Before I bring any AI idea to the vendors — SIEM copilots, ticket summarizers, phishing triagers — I prototype it on a local model first. Two reasons. First, my prototype data is real SIEM output. I am not sending EDR telemetry to someone else's API while I am sketching. Second, if the idea does not work against a decent 8B model, it is not going to magically work against GPT-5. Bad prompts do not get saved by big models.

The Hardware

One dedicated box sitting on the lab VLAN:

  • Ryzen 7 7700 (8 cores, cheap)
  • 64 GB DDR5
  • RTX 4070 Ti Super with 16 GB VRAM — the sweet spot for models up to 13B at Q5_K_M
  • 2 TB NVMe because quantized models add up fast
  • Ubuntu 24.04 LTS, nothing fancy

Total around $1,800 in early 2026. A used 3090 with 24 GB is also excellent if you can find one under $800 — you get to run 34B models at usable speeds.

The Stack

Ollama is the boring right answer. Install:

curl -fsSL https://ollama.com/install.sh | sh
ollama pull llama3.1:8b
ollama pull qwen2.5-coder:14b
ollama pull nomic-embed-text

Then a thin FastAPI wrapper and a Streamlit page for each experiment. Do not adopt LangChain on day one. You will spend more time debugging abstractions than writing prompts. A hundred lines of Python plus direct Ollama HTTP calls gets you further.

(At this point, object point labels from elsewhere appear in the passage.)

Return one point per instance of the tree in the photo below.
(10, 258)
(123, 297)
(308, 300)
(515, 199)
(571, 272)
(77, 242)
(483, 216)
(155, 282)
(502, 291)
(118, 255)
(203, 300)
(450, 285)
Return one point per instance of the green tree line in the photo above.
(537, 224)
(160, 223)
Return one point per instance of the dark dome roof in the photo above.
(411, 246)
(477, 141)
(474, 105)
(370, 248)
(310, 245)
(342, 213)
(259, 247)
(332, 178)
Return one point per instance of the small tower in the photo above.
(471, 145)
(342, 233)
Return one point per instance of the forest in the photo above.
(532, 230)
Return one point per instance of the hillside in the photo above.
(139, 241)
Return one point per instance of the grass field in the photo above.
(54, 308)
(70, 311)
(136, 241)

What Actually Works Locally

Prototype these without paying a cloud bill:

  • Alert summarization. Feed a Splunk search result as JSON, ask for a three-bullet incident brief. Llama 3.1 8B does this at about 85% of GPT-4 quality after one round of prompt tuning.
  • Phishing triage. Email headers plus body → structured verdict with reasoning. Great for building a gold-standard dataset you can later evaluate models against.
  • Rule translation. Sigma to Splunk SPL, KQL to Splunk, YARA authoring from a sample. Code models like Qwen2.5-Coder:14B shine here.
  • Log normalization. Unknown vendor log → CEF. Deterministic enough that an 8B model is fine.
  • Semantic search over your own runbooks. Embed with nomic-embed-text, store in SQLite with the sqlite-vec extension. No pgvector cluster required.

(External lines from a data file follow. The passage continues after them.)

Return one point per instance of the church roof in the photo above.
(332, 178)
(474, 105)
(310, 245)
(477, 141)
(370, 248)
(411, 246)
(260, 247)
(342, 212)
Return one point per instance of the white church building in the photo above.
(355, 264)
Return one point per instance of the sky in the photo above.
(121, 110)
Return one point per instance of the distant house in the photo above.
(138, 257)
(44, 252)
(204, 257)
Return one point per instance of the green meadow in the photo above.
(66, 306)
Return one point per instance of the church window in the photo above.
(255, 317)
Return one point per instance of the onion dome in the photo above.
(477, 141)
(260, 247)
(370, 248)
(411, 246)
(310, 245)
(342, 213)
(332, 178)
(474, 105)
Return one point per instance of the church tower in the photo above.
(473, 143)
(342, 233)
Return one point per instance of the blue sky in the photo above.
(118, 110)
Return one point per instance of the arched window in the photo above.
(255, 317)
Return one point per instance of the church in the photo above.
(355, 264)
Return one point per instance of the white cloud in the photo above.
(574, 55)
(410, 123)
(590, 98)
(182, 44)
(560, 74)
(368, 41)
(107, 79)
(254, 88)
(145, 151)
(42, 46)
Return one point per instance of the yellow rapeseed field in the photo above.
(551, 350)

What Does Not Work Locally

Be honest about the ceiling. Things I stopped trying to prototype at home:

  • Scale. A local box at 40 tokens per second will not tell you if your idea survives 10,000 alerts per hour. That is a production question.
  • Long-context reasoning. 128K windows exist locally but degrade badly past 32K on 8B quantized models. If your workflow needs a full week of logs in context, test on a hosted model.
  • Tool-use reliability. Function calling on small models is flaky. Prototype the shape of the workflow; do not benchmark reliability here.
  • Multi-agent orchestration. Latency compounds. Two 8B hops feel like waiting for dial-up.

A Workflow I Use Weekly

"Does this prompt idea even deserve a meeting?" Pipeline:

  1. Pull 50 representative inputs from prod (scrubbed).
  2. Write a naive prompt. Run it on Llama 3.1 8B.
  3. Hand-label outputs as good/bad.
  4. If I get less than 60% on a small model, GPT-4-class will maybe get me to 80%. Not enough for a production case.
  5. If I get above 70% locally, the idea is worth a real eval on a hosted model.

That filter has killed more bad ideas than any strategy session. Three hours on a $1,800 box has saved me from three months of vendor POCs that were never going to succeed. Prototype locally. Ship with the best tool for the actual production load.